Mont. Code Ann. § 33-1-201
Definitions -- insurance in general -- general terms
En. Secs. 2, 3, 6, 7, 8, Ch. 286, L. 1959; R.C.M. 1947, 40-2602, 40-2603, 40-2606, 40-2607, 40-2608; amd. Sec. 1, Ch. 198, L. 1979; amd. Sec. 4, Ch. 664, L. 1979; amd. Sec. 1, Ch. 202, L. 1983; amd. Sec. 2, Ch. 558, L. 1987; amd. Sec. 1, Ch. 341, L. 1989; amd. Sec. 1, Ch. 399, L. 2007; amd. Sec. 7, Ch. 262, L. 2021; amd. Sec. 3, Ch. 422, L. 2021; amd. Sec. 13, Ch. 685, L. 2023.

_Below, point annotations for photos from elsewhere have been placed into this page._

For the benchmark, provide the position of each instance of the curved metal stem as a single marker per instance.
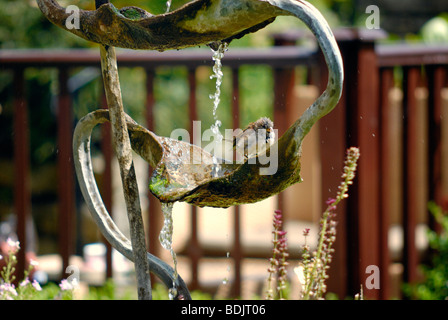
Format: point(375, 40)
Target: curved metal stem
point(314, 20)
point(92, 196)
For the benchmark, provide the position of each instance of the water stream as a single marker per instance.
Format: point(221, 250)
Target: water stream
point(218, 75)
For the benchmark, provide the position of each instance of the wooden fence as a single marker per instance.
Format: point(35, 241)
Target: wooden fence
point(402, 143)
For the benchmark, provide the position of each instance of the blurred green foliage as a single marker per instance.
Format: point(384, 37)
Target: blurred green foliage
point(435, 284)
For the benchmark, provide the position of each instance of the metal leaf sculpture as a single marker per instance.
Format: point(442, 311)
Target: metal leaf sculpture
point(176, 176)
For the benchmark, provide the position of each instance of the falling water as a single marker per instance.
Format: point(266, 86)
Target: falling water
point(218, 74)
point(166, 240)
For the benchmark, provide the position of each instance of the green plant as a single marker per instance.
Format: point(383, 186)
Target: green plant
point(435, 284)
point(27, 289)
point(316, 265)
point(312, 271)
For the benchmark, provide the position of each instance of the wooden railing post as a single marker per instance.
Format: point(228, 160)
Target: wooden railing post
point(362, 115)
point(65, 170)
point(22, 193)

For the purposes of this code, the following definitions apply unless the context requires otherwise:
- (1) "Alien insurer" is an insurer formed under the laws of any country other than the United States or its states, districts, territories, and commonwealths.
- (2) "Authorized insurer" is an insurer duly authorized by a certificate of authority issued by the commissioner to transact insurance in this state.

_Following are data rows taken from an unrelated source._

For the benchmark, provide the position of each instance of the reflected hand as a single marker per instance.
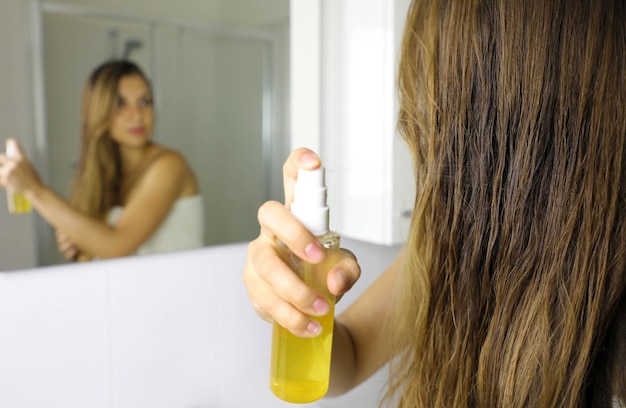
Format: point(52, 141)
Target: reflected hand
point(275, 291)
point(65, 246)
point(16, 173)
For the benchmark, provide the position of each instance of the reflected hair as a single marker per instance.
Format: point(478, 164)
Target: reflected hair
point(97, 182)
point(513, 289)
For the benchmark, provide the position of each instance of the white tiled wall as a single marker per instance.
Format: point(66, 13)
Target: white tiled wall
point(173, 330)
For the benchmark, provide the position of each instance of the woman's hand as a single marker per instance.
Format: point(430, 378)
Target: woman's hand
point(16, 173)
point(66, 246)
point(276, 292)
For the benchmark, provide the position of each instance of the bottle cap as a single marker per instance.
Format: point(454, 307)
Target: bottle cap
point(309, 201)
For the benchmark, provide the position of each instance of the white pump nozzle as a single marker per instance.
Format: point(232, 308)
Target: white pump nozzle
point(309, 201)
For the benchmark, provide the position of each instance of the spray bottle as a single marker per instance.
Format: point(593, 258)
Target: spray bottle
point(17, 203)
point(300, 367)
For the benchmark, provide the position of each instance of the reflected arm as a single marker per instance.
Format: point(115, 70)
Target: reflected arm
point(148, 206)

- (3) "Domestic insurer" is an insurer incorporated under the laws of this state.
- (4) "Female" has the meaning provided in 1-1-201.

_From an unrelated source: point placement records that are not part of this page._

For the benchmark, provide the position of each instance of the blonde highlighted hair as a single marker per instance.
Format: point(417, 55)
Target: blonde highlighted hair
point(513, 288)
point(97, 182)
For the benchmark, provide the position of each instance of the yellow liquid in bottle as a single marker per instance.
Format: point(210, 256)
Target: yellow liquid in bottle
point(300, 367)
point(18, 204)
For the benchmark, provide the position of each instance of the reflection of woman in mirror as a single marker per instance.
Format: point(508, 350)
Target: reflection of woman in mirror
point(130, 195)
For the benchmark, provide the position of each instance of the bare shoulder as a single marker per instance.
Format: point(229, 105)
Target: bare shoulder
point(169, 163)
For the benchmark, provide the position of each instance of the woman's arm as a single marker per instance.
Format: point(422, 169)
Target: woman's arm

- (5) "Foreign insurer" is an insurer formed under the laws of any jurisdiction other than this state. Except when distinguished by context, the term includes an alien insurer.
(6)
- (a) "Insurance" is a contract through which one undertakes to indemnify another or pay or provide a specified or determinable amount or benefit upon determinable contingencies.
(b) The term does not include:
- (i) contracts for the installation, maintenance, and provision of inside telecommunications wiring to residential or business premises;
- (ii) direct patient care agreements established pursuant to 50-4-107; or
- (iii) an arrangement with a health care sharing ministry that meets the requirements of 50-4-111.
(7)
- (a) "Insurer" includes every person engaged as indemnitor, surety, or contractor in the business of entering into contracts of insurance. The term also includes a health service corporation in the provisions listed in 33-30-102.
- (b) The term does not include a health care sharing ministry that meets the requirements of 50-4-111.
- (8) "Male" has the meaning provided in 1-1-201.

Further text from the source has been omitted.